Background: Although Tellinidae is one of the largest and most diverse families of bivalves, its taxonomy is utterly chaotic. This is mainly due to the morphological diversity and homoplasy displayed by their shells and to the scarcity of the molecular phylogenetic studies performed on them. A molecular cytogenetic analysis of four tellin shell species, Bosemprella incarnata, Macomangulus tenuis, Moerella donacina and Serratina serrata, was performed. To molecularly characterize the analyzed specimens, the sequence of a fragment of the mitochondrial cytochrome c oxidase subunit I (COI) was also studied.

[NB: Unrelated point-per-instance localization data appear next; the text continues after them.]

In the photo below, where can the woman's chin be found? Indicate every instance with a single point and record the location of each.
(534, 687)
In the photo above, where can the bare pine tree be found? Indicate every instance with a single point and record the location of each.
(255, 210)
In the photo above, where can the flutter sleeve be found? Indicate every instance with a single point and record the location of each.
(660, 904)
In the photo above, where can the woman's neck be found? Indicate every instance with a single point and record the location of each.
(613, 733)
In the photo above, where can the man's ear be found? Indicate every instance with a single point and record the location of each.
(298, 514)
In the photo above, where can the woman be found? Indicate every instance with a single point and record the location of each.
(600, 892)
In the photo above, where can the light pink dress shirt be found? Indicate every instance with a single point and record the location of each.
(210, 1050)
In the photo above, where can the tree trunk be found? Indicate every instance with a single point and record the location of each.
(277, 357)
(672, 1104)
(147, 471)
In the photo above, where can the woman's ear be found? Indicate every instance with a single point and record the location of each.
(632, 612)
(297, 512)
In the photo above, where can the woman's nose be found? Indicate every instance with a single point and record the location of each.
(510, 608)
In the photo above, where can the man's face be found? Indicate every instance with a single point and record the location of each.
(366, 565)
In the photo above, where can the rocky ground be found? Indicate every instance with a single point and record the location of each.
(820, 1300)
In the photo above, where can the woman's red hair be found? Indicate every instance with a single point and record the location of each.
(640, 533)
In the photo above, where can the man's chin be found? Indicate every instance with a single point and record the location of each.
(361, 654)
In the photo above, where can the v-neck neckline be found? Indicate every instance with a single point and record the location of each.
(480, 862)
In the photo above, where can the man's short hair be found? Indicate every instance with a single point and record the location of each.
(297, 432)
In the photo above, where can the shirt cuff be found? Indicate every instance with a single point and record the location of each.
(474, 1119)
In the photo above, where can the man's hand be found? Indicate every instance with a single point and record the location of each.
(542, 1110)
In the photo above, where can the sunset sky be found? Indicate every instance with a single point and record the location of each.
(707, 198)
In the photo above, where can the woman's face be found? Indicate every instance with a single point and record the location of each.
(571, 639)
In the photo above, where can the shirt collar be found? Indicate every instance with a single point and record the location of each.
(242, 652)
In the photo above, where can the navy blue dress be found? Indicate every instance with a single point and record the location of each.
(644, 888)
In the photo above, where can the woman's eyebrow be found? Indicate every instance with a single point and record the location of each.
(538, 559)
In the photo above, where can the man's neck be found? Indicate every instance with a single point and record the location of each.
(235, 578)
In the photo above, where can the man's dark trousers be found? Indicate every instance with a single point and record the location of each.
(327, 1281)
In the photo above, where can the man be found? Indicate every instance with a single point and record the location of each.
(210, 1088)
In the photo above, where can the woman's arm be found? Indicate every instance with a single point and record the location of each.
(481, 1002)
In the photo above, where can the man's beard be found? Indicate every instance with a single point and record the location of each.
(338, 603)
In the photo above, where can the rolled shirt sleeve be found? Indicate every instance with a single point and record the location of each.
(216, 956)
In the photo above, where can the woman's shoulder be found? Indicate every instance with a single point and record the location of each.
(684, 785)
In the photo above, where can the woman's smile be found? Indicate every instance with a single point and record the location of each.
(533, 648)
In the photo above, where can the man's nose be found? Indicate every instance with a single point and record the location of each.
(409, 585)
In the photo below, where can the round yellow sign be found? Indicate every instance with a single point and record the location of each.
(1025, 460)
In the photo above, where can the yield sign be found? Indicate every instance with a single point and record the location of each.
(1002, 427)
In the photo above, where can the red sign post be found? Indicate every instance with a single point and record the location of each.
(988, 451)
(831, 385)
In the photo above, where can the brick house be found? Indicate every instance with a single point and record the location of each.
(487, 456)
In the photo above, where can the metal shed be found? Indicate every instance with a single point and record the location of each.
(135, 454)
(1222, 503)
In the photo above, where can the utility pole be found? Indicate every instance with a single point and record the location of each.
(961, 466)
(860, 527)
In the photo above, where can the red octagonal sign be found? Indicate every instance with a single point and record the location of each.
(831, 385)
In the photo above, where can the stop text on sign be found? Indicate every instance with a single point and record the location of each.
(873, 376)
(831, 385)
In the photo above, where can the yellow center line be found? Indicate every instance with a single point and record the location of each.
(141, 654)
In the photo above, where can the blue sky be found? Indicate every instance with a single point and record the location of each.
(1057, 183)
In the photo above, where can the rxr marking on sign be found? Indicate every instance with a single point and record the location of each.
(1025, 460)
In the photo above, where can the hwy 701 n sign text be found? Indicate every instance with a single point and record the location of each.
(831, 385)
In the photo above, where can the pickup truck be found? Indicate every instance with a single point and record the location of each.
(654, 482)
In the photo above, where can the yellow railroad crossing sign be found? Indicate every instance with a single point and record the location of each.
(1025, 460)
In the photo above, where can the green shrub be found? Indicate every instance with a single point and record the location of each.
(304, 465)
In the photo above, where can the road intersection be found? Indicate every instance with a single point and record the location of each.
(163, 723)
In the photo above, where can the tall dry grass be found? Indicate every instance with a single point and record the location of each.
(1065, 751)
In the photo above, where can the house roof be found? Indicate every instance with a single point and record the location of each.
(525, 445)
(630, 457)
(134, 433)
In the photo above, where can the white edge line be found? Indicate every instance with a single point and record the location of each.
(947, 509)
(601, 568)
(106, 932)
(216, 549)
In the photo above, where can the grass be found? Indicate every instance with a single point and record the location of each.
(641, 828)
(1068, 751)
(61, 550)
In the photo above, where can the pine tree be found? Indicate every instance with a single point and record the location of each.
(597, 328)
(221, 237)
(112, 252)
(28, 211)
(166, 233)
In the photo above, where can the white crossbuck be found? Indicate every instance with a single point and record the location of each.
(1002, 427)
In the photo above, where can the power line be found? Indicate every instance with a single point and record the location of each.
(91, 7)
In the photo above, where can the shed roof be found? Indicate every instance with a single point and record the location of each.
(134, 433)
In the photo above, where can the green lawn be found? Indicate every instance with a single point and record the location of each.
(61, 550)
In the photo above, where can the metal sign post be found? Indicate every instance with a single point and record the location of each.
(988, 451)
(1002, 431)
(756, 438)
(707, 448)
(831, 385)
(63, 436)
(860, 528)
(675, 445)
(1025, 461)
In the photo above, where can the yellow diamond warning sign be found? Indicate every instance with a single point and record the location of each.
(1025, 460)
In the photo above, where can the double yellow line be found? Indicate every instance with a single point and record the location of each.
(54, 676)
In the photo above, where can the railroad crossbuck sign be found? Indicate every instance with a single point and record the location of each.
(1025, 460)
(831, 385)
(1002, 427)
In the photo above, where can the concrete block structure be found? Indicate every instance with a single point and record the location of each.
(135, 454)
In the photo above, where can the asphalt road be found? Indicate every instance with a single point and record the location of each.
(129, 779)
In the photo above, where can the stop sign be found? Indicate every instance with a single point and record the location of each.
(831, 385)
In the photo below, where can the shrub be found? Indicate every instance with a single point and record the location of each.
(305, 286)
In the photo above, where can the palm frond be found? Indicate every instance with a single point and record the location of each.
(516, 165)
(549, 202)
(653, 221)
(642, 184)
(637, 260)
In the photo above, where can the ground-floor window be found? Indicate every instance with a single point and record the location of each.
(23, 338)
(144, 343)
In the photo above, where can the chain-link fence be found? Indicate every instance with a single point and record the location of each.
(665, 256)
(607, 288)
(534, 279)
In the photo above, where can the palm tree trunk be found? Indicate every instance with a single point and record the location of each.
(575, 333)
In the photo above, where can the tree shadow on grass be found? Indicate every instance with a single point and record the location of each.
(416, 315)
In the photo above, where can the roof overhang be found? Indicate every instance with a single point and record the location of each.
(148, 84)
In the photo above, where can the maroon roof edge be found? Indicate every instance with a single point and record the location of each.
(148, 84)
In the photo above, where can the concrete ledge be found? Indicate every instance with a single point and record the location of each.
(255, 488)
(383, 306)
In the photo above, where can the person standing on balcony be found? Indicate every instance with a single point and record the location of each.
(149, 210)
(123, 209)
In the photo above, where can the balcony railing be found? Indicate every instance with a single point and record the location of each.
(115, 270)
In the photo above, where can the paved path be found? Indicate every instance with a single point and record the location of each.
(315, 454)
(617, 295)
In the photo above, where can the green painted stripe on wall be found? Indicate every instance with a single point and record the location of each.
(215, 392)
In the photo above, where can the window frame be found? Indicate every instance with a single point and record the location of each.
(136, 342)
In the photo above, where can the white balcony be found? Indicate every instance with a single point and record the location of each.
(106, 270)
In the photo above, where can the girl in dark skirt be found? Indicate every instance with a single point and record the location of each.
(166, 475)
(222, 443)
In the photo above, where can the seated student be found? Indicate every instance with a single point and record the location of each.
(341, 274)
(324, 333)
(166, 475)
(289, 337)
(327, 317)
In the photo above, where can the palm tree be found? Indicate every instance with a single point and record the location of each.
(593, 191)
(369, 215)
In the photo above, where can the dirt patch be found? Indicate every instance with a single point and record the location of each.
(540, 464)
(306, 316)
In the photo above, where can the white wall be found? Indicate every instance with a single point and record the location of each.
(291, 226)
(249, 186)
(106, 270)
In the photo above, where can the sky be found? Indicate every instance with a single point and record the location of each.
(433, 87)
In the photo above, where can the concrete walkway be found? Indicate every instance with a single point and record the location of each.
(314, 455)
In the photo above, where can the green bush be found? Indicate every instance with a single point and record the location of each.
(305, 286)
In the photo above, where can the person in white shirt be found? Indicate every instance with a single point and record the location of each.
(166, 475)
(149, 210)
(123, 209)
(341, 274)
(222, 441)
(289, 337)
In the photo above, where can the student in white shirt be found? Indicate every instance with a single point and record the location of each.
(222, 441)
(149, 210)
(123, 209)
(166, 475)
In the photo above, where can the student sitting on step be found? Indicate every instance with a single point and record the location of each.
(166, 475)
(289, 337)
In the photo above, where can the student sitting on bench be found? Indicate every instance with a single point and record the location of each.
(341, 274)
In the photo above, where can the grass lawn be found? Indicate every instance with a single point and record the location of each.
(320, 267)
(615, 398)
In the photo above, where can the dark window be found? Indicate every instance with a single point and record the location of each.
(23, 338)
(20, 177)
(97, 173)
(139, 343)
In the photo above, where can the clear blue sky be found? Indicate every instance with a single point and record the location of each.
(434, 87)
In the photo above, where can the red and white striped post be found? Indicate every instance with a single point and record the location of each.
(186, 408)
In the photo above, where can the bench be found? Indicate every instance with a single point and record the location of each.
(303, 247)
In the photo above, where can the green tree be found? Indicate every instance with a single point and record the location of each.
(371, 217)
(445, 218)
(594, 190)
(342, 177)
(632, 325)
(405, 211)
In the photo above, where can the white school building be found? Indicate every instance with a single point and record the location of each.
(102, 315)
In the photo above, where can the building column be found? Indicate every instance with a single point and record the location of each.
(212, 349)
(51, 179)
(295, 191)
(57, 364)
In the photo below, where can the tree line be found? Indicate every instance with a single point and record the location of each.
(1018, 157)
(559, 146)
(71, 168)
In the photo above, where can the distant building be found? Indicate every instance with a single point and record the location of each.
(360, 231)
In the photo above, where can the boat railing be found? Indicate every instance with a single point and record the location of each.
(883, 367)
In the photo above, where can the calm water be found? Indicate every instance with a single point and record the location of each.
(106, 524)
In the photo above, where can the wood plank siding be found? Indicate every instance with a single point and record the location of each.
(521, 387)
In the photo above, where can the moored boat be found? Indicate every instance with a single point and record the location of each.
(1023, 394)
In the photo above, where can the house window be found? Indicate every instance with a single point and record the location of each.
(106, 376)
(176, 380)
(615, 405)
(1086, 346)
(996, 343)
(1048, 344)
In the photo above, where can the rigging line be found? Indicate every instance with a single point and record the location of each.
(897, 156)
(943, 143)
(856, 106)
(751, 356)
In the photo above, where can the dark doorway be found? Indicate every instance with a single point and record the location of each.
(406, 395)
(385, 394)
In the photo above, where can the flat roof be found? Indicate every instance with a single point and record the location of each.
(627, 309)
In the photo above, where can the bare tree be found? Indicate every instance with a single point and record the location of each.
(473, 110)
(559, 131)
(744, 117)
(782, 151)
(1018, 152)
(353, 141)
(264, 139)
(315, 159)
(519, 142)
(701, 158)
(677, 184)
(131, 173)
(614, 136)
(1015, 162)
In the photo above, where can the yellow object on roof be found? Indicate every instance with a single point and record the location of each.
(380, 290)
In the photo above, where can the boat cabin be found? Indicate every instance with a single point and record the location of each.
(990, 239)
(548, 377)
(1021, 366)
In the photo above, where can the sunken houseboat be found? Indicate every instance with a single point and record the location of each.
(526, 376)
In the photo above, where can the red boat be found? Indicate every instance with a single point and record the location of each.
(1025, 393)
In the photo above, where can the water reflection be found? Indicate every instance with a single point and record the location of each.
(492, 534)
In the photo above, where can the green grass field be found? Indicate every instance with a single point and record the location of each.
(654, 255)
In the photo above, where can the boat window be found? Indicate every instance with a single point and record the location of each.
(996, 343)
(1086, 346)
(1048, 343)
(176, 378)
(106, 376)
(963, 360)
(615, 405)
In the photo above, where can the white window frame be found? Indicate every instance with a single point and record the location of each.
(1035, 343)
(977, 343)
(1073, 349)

Results: The karyotypes of the four species were composed of different amounts of bi-armed and telocentric chromosomes. The chromosomal mapping of 45S and 5S rDNA and H3 histone gene clusters by fluorescent in situ hybridization also revealed conspicuous differences on the distribution of these DNA sequences on their karyotypes. Vertebrate type telomeric sequences were located solely on both ends of each chromosome in all four tellin shells.
Conclusion: We present clear evidence of the valuable information provided by FISH signals in both analyzing chromosome evolution in Tellinidae and as a further tool in identifying tellin shell specimens for molecular phylogenies.
Keywords: Chromosome; Fluorescent in situ hybridization; Histone genes; Ribosomal RNA genes; Tellin shells.